I once attended a meeting to plan an all-day workshop for a group of Israeli women. One of the women, whom I’ll call Noga, asked what we were planning to do about refreshments. In the past, the organizers had asked everyone to bring a kosher item. But Noga wanted a change. “How about if people bring what they want,” she suggested. “Those who keep kosher can bring kosher food, and those who don’t can bring either kosher or non-kosher food.”
Dina (also not her real name), a religiously observant woman, objected to Noga’s proposal. She complained that bringing non-kosher food would be insensitive to the kosher members of the group.
The conversation got heated and at some point, even the secular women at the meeting became uncomfortable with Noga’s stance. Noga was the only one who seemed to mind being asked to bring kosher food. Yet she wouldn’t let up.
Finally, Dina asked her what bothered her so much about bringing kosher food.
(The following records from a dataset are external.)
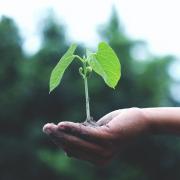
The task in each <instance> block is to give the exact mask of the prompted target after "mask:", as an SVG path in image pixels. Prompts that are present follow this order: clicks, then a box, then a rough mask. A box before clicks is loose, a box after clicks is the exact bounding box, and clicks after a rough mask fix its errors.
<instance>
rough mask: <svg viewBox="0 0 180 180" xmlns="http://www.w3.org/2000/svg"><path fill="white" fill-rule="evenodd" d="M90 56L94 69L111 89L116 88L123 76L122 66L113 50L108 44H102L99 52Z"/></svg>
mask: <svg viewBox="0 0 180 180" xmlns="http://www.w3.org/2000/svg"><path fill="white" fill-rule="evenodd" d="M89 56H90V57H91V58H89V64H90V66H91V67H92V69H93V70H94V71H95V72H96V73H97V74H99V75H100V76H102V78H103V79H104V81H105V83H106V84H107V85H108V86H109V87H112V88H115V86H116V85H117V83H118V81H119V79H120V76H121V66H120V62H119V59H118V57H117V55H116V53H115V52H114V51H113V49H112V48H111V47H110V46H109V45H108V44H107V43H105V42H102V43H100V44H99V46H98V51H97V52H96V53H95V54H92V55H91V54H90V55H89Z"/></svg>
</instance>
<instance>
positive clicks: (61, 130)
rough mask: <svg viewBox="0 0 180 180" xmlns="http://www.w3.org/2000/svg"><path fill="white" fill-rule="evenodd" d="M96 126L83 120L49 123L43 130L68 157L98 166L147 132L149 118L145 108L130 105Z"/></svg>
mask: <svg viewBox="0 0 180 180" xmlns="http://www.w3.org/2000/svg"><path fill="white" fill-rule="evenodd" d="M97 125H98V126H97V127H93V126H85V125H83V124H81V123H73V122H60V123H59V124H58V125H55V124H53V123H50V124H46V125H45V126H44V128H43V131H44V132H45V133H46V134H48V135H50V137H52V140H53V141H54V142H55V143H56V144H57V145H58V146H59V147H61V148H62V149H63V150H64V151H65V152H66V153H67V155H68V156H70V157H75V158H78V159H81V160H85V161H89V162H91V163H93V164H96V165H104V164H107V163H108V162H109V161H110V160H111V159H112V158H113V157H114V156H115V155H116V154H118V153H119V152H121V151H122V150H123V149H124V148H125V147H126V146H127V145H128V144H129V143H130V142H132V140H133V139H134V138H135V137H137V136H138V135H140V134H142V133H144V132H148V129H149V128H148V127H149V126H148V121H147V119H146V116H145V115H144V114H143V112H142V110H141V109H139V108H130V109H122V110H116V111H113V112H111V113H109V114H107V115H105V116H104V117H102V118H101V119H100V120H99V121H97Z"/></svg>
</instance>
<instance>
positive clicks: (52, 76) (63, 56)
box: [50, 44, 77, 92]
mask: <svg viewBox="0 0 180 180" xmlns="http://www.w3.org/2000/svg"><path fill="white" fill-rule="evenodd" d="M76 47H77V45H76V44H72V45H71V47H70V48H69V49H68V51H67V52H66V53H65V54H64V56H63V57H62V58H61V59H60V60H59V62H58V64H57V65H56V67H55V68H54V69H53V71H52V73H51V77H50V92H51V91H53V90H54V89H55V88H56V87H57V86H58V85H59V83H60V82H61V79H62V76H63V74H64V71H65V70H66V69H67V67H68V66H69V65H70V64H71V62H72V61H73V59H74V56H73V54H74V51H75V50H76Z"/></svg>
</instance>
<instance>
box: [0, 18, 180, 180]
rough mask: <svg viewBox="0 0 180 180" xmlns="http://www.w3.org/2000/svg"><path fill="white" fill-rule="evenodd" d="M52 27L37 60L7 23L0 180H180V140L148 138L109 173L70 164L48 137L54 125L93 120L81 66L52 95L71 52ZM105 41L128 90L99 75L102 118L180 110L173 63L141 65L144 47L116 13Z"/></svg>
mask: <svg viewBox="0 0 180 180" xmlns="http://www.w3.org/2000/svg"><path fill="white" fill-rule="evenodd" d="M49 20H50V22H48V21H49ZM49 20H47V19H46V20H45V21H44V22H42V23H41V24H46V25H47V26H45V27H44V28H45V29H44V30H43V31H42V32H43V33H42V34H41V36H42V40H43V41H42V47H41V48H40V50H39V51H38V52H37V53H36V54H35V55H33V56H31V57H27V56H26V55H25V53H24V52H23V51H22V44H21V40H20V39H21V37H20V36H19V31H18V28H17V27H16V26H15V24H14V22H13V20H11V19H9V18H1V20H0V39H1V40H0V61H1V65H0V87H1V91H0V124H1V126H0V144H1V153H0V159H1V163H0V167H1V173H0V179H1V180H12V179H13V180H21V179H25V180H32V179H33V180H40V179H43V180H49V179H53V180H59V179H62V180H91V179H93V180H99V179H103V180H117V179H121V180H127V179H128V180H130V179H133V180H136V179H137V180H146V179H148V180H155V179H163V180H170V179H173V180H179V179H180V171H179V167H180V153H179V152H180V143H179V142H180V141H179V138H175V137H169V136H165V137H164V136H163V137H157V136H155V137H149V138H146V137H144V140H140V141H139V142H138V143H135V141H134V143H133V145H132V146H131V148H126V151H125V153H123V154H122V156H121V157H116V160H115V161H114V162H112V163H111V164H110V165H109V166H107V167H103V168H98V167H94V166H92V165H89V164H88V163H84V162H82V161H78V160H73V159H69V158H67V157H65V155H64V154H63V153H62V152H61V151H60V152H59V149H58V148H57V147H56V146H55V145H54V144H53V143H52V142H51V141H50V140H49V139H48V138H47V137H46V136H45V135H44V134H43V133H42V126H43V125H44V124H45V123H47V122H54V123H58V122H59V121H67V120H70V121H74V122H80V121H82V120H84V115H85V113H83V95H84V94H83V93H84V92H83V90H82V80H81V79H80V78H78V77H79V74H78V73H77V72H76V69H78V65H79V64H76V63H72V64H71V68H70V69H69V70H68V71H67V72H66V73H64V76H63V78H64V81H65V82H68V83H66V85H65V86H63V87H62V89H61V91H57V92H56V93H54V94H51V95H48V93H47V91H48V87H47V84H48V81H49V74H50V73H51V70H52V67H53V66H55V65H56V64H57V63H58V62H57V60H58V59H59V57H62V56H63V54H64V52H65V51H66V49H67V48H68V47H69V43H68V42H69V40H68V41H67V40H66V38H64V37H65V35H66V33H65V31H64V28H61V26H59V25H58V24H57V22H56V21H51V19H49ZM54 22H56V23H54ZM101 27H102V26H101ZM100 37H101V39H102V41H104V40H105V41H106V42H108V44H109V45H110V46H111V47H112V49H113V50H114V51H115V52H116V54H117V57H118V58H119V59H120V60H121V66H122V67H123V68H122V74H123V76H121V87H119V86H116V88H117V89H116V91H111V89H109V88H106V86H104V84H103V83H101V81H102V80H101V77H100V76H95V74H93V73H92V74H91V76H90V77H89V78H90V83H89V88H90V89H91V100H92V101H91V103H92V107H93V109H92V113H93V116H94V119H96V120H97V119H98V118H99V117H101V116H103V115H104V114H106V113H108V112H109V111H111V110H114V109H120V108H125V107H132V106H136V107H148V106H150V107H152V106H180V104H179V102H178V101H174V100H172V98H171V95H170V93H169V88H170V87H171V82H172V80H171V78H170V76H169V74H168V71H167V70H168V67H169V64H170V60H171V59H172V58H170V57H169V56H165V57H159V56H153V55H152V54H151V56H149V57H148V58H147V60H146V61H143V62H142V61H136V57H133V56H132V54H131V50H132V48H133V47H136V45H138V43H137V42H136V41H133V40H131V39H129V38H128V37H126V36H125V34H124V33H123V31H122V28H121V26H120V25H119V20H118V17H117V16H115V15H114V14H113V18H111V19H110V21H109V23H108V24H107V25H106V26H104V27H103V28H102V29H101V34H100ZM82 49H83V47H82V46H78V48H77V49H76V52H77V54H83V50H82ZM90 53H91V52H90ZM90 53H89V54H90ZM69 95H71V96H69ZM67 118H68V119H67ZM12 150H13V151H12ZM17 162H18V164H17Z"/></svg>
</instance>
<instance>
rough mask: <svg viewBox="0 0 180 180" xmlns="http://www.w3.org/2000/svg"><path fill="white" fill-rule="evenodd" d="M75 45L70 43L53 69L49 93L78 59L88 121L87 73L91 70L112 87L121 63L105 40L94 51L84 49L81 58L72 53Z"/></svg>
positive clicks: (87, 90) (54, 88)
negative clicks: (97, 74)
mask: <svg viewBox="0 0 180 180" xmlns="http://www.w3.org/2000/svg"><path fill="white" fill-rule="evenodd" d="M76 47H77V45H76V44H72V45H71V46H70V48H69V49H68V50H67V52H66V53H65V54H64V55H63V56H62V58H61V59H60V60H59V62H58V63H57V65H56V66H55V68H54V69H53V71H52V73H51V77H50V83H49V86H50V90H49V92H50V93H51V92H52V91H53V90H54V89H55V88H56V87H57V86H58V85H59V84H60V82H61V79H62V76H63V74H64V72H65V70H66V69H67V68H68V66H69V65H70V64H71V63H72V61H73V60H74V59H78V60H79V61H80V62H81V63H82V67H80V68H79V73H80V75H81V76H82V78H83V79H84V86H85V98H86V115H87V118H86V121H88V122H90V121H91V120H92V117H91V116H90V106H89V93H88V81H87V79H88V77H89V75H90V74H91V73H92V72H93V71H94V72H96V73H97V74H98V75H100V76H101V77H102V78H103V80H104V82H105V83H106V84H107V85H108V86H109V87H111V88H113V89H114V88H115V87H116V85H117V83H118V81H119V80H120V77H121V65H120V62H119V59H118V57H117V55H116V53H115V52H114V51H113V49H112V48H111V47H110V46H109V45H108V44H107V43H106V42H101V43H99V46H98V50H97V52H96V53H92V52H91V51H89V50H86V56H85V55H84V56H83V58H81V57H80V56H78V55H75V54H74V52H75V50H76ZM90 123H91V122H90Z"/></svg>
Noga answered simply, “Lo ba li.”
Everyone looked away from Noga, embarrassed. Loosely translated, lo ba li means, “I don’t feel like it.” It’s what little kids say when asked why they don’t want to play with the group. Was Noga causing all of this tension just because she felt like it? If she would just give in, we could continue our meeting. Surely it wouldn’t kill her to eat kosher food for one day.
Noga went on, responding to our thoughts. “Why should I always be the one to show tolerance and respect for your beliefs? Maybe I don’t feel like going out to buy something kosher. Sometimes I want to bring something that I cooked at home, just like the kosher people do. Why don’t you show respect for me?”
Ever since that meeting, I see tolerance in a completely new light.
Tolerance does not mean asking others to accommodate my personal beliefs. If Noga doesn’t feel like bringing kosher food, that’s her choice. I have no right to ask her to buy something she normally wouldn’t, just because I keep kosher. In the worst case, I could bring my own lunch. In this case, our requirements do not clash in any way. In the end we all agreed to have two clearly labeled tables at the workshop, one for kosher food and one for non-kosher food.
It can be upsetting when people don’t want to accommodate our beliefs, religious or otherwise. Caring human beings try to respect the beliefs of others and accommodate them if they can. If Noga had decided to go out of her way to bring food that everyone could eat, that would be generous. But it would need to come from her. The members of our group who kept kosher should not expect it, or worse, demand it.
The true test of tolerance is how we relate to others who make choices that are deeply offensive to us, especially when those choices don’t prevent us from following our own beliefs.
And this is at the crux of the debate over the Women of the Wall, the segregated buses, the spat-upon girls of the Orot school in Beit Shemesh, the breastfeeding mother asked to leave the post office, and signs requesting that women not linger on the sidewalk. The presence of nursing women, or women dressed differently, or women at all, causes offense, so people with more power expect those women to make their presence scarce.
Women of the Wall, or WoW, is a Jewish prayer group that prays each month in the women’s area of the Western Wall. Some of its members wear tallitot (prayer shawls) and tefillin (phylacteries), which is not part of standard Orthodox Jewish practice for women.
The masses of women who turned up last Rosh Hodesh sent a message of intolerance toward the 100 or so Women of the Wall. Just as the presence of a non-kosher sandwich doesn’t prevent someone from keeping kosher, women in tefillin don’t take an iota away from the religious experience of women praying nearby. To me, the protesters are asserting their presence over the area in the same way that bullies take over a playground.
Orthodox Jews have strict standards. So we tend to see things in black and white–either it’s permitted or not. Chicken–yes, pork–no. Ironically, tallit and tefillin for women are not clearly prohibited in Jewish law. Yet if you judged by the rhetoric surrounding women wearing prayer shawls at the Western Wall, you would think the practice was akin to murder or idol worship.
The Wall is a holy site, a Jewish icon and a national monument. So you might argue that the standards for Jewish observance ought to be higher than at the community center where my group held its workshop. But the level of decorum at the Kotel is not so high. Small groups of men form prayer services every few minutes, chanting loudly. Tourists wander with bare arms, cameras and cell phones. In this context, a group of women praying together at 7 am is hardly disruptive.
The rhetoric against WoW led to violence at last month’s prayer service with rocks and chairs being thrown. Fortunately no one was hurt. The organizers of the protest against WoW are stating how imperative it is that even more people come to this Sunday’s prayers. This time someone could get injured or worse.
They claim that their protest promotes unity, but it only unifies those who share their perspective. Clearly a protest against a minority practice does not promote unity.
I’ve read the objections to WoW’s perceived agenda. But as long as the women are praying, and not holding up signs or shouting protests, they should be left alone. We can all pray as we like while tolerating others who pray in ways we find different, inexplicable, or offensive.
Demanding that others change their behavior, in order to show tolerance for our sensibilities, is the height of intolerance.
To live together in Israel’s complex, diverse and dynamic society, we must find a way to practice true tolerance.